このなかで中央統戦部は、「秘密主義」「曖昧」「目立たない」と表現されている組織であり、日本人には馴染みの薄い組織だと思われるが、我が国の平和と安定を維持するためにはさけて通れない組織だ。中央統戦部は、中共に対する中国本土の国民、海外の中国人、世界中の広範な華僑コミュニティの忠誠を確保しようとする、中共中央委員会直轄の組織だ。なお、中共中央委員会は中共の最高指導機関でもある。
中央統戦部は本来、国内で共産党が敵と闘争する際、反共・非共の勢力も取りこんで敵に対する工作をおこなっている。統一戦線工作の目的は、中共を支持する人をできるだけ増やし、反対する人を減らすことである。

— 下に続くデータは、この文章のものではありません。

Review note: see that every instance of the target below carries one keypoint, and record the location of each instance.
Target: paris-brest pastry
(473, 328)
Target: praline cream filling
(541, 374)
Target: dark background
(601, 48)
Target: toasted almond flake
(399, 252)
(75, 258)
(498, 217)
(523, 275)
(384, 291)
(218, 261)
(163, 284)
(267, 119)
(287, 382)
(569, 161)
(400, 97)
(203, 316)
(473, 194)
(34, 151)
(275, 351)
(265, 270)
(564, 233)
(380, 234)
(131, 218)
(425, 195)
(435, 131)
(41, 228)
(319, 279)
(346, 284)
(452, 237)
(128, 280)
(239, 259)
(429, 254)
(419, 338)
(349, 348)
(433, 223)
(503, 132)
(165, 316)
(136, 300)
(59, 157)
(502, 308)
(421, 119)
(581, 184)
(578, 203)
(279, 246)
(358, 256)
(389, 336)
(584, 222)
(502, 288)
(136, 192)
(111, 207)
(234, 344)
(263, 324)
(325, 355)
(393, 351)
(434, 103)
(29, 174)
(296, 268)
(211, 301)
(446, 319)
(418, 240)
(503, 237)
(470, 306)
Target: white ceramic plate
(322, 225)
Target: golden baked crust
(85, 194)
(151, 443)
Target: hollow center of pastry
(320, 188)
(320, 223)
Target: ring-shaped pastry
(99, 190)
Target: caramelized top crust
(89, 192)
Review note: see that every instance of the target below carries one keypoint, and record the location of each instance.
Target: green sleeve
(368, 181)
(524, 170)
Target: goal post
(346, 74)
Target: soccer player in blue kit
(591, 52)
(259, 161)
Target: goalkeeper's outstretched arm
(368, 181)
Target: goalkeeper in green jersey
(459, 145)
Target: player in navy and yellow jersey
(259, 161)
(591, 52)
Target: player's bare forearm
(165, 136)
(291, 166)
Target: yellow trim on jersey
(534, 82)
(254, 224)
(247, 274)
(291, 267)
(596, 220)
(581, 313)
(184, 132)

その主な狙いは、中共の支配を確実にし、中共の権力独占が他の追随を許さないことを保証することだ。
現在、中央統戦部は国内のみならず、国外を含んだ広範囲にわたる工作を担当している。国外での工作展開のきっかけは、2015年5月に約9年ぶりに開催された「中央統一戦線工作会議(中央統戦会議)」であり、同会議において国外工作を重視することが決定された。この会議は、中共にとっての中央統戦部の制度的重要性を高める結果になった。会議後、習近平は「中国共産党統一戦線工作条例」を施行した。
国外工作においては、相手国内の中国に対する反対活動を切り崩し、賛成派を増やすために、違法合法を問わず活動している。中国は、あの手この手で諸外国の内部に浸透する工作もおこなっているが、その総元締めが中央統戦部なのだ。
中央統戦部の活動は、台湾、米国、日本、オーストラリア、ニュージーランド、カナダでもっとも顕著におこなわれ、西側の政府や社会に悪い影響を与えている。海外における中央統戦部の工作の狙いは、敵の陣営に侵入し、これを弱体化し、破壊し、最終的には敵を内部から破壊することだ。
また中央統戦部は、国外における中国のイメージアップと利益にかなう方向に世論を形成し、行動をうながすように影響工作を実施している。当然ながら日本に対しても影響工作をおこなっている。